Richard Gibbs, Ph.D.
Molecular & Human Genetics
Baylor College of Medicine and the Human Genome Project
Dr. Gibbs received the award for his contributions in an international consortium that generated a draft DNA sequence of the human genome. Dr. Gibbs’ research has brought new insights into the sequencing field through the use of novel cloning strategies and unique dye chemistries to make Baylor College of Medicine’s efforts unique and very productive in the international effort to sequence the human genome. His work as been at the forefront of the production phase of DNA sequence information for the Human Genome Project, and his concomitant development of approaches to high- resolution genetic analysis has provided new insights into disease. His sequencing efforts and successes have been substantial and the numbers speak for themselves. As of November 2000, Dr. Gibbs’ laboratory has produced more than 345 megabases of finished DNA sequence that has been entered into the national databases. This amount of sequencing placed Baylor College of Medicine as the second leading medical school in the country at the time contributing to the sequencing of the human genome.
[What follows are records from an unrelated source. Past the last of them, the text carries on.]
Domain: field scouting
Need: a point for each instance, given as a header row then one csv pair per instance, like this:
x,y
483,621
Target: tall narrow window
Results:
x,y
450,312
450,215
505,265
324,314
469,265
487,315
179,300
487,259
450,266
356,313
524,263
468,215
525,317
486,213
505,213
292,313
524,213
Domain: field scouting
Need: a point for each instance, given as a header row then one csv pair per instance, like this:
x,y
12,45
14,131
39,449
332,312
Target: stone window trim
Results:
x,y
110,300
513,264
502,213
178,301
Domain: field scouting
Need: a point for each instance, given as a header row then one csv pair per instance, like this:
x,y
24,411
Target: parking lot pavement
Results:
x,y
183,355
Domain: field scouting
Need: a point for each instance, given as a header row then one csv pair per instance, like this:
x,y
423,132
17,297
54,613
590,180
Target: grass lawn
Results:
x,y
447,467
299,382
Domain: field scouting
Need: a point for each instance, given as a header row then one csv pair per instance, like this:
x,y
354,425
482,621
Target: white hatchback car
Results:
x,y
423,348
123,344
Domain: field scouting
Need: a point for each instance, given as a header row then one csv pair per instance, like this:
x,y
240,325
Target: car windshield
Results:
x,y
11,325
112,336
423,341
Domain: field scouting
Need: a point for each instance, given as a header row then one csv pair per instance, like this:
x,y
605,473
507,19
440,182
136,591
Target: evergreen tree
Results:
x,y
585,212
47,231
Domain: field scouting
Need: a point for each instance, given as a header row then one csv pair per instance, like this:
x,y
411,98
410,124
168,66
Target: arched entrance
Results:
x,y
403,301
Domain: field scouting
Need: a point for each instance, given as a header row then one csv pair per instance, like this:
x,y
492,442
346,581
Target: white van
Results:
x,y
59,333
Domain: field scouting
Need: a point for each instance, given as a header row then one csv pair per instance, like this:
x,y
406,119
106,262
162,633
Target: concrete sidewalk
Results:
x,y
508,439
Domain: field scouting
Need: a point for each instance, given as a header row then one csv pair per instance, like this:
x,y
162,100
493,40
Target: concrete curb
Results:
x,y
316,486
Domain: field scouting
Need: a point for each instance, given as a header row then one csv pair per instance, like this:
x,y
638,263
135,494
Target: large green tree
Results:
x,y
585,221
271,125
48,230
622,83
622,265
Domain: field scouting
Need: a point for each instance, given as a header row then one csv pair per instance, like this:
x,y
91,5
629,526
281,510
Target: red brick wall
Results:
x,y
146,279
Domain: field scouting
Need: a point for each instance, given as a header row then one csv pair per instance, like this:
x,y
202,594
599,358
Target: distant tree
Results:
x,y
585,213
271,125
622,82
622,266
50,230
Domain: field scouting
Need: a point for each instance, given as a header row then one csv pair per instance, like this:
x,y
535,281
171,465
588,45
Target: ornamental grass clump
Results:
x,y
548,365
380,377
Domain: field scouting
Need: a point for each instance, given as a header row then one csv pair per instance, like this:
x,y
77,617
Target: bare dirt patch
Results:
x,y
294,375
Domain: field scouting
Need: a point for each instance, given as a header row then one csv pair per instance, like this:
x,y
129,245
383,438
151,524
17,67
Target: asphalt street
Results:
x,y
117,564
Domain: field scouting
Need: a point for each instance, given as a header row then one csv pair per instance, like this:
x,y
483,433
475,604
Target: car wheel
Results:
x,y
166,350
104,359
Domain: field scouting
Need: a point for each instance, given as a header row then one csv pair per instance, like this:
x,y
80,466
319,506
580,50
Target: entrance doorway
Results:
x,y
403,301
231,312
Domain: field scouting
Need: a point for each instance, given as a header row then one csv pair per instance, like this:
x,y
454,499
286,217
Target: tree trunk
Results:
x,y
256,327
Dr. Gibbs’ nomination was based on the following publications:
Adams, M.D. et al..The genome sequence of Drosophila melanogaster. Science. 2000 Mar 24;287(5461):2185-95.
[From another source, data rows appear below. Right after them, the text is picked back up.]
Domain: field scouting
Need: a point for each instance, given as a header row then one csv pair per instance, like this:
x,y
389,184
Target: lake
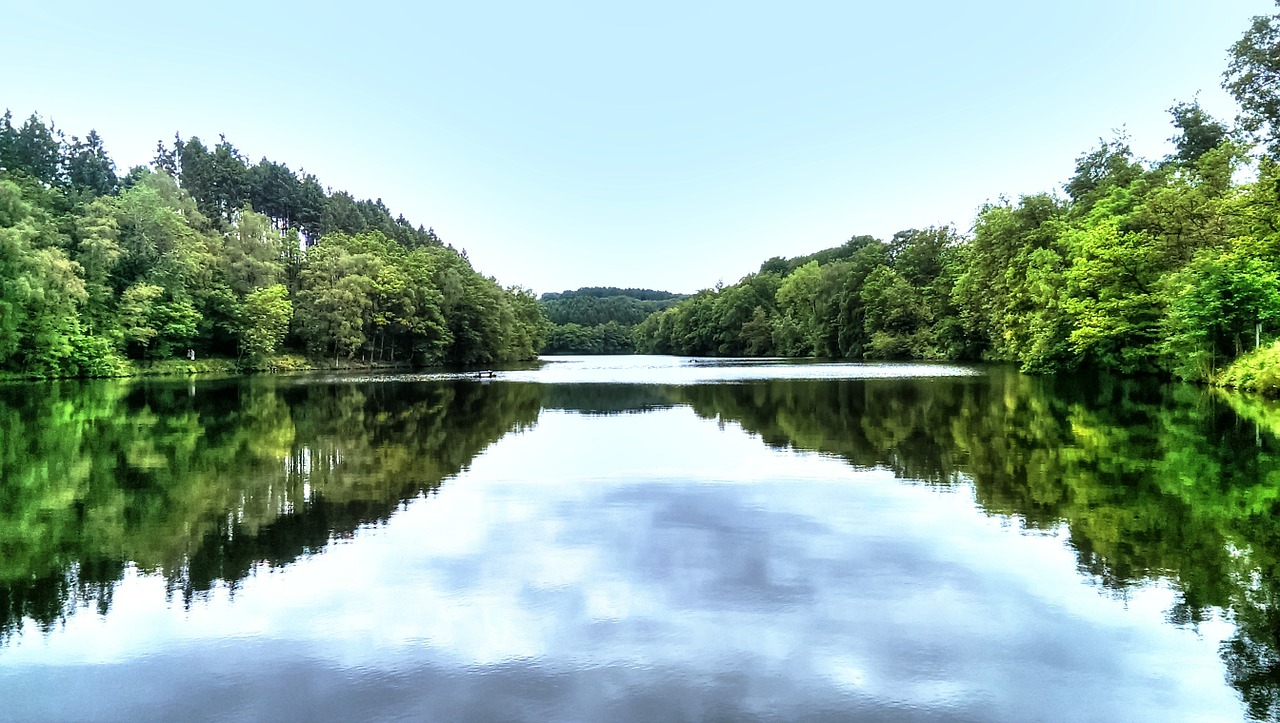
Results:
x,y
640,539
Rubin GM, et. al. Comparative genomics of the eukaryotes. Science. 2000 Mar 24;287(5461):2204-15.
Hoskins RA, Nelson CR, Berman BP, Laverty TR, George RA, Ciesiolka L, Naeemuddin M, Arenson AD, Durbin J, David RG, Tabor PE, Bailey MR, DeShazo DR, Catanese J, Mammoser A, Osoegawa K, de Jong PJ, Celniker SE, Gibbs RA, Rubin GM, Scherer SE. A BAC-based physical map of the major autosomes of Drosophila melanogaster. Science. 2000 Mar 24;287(5461):2271-4.
Bouck JB, Metzker ML, Gibbs RA. Shotgun sample sequence comparisons between mouse and human genomes. Nat Genet. 2000 May;25(1):31-3.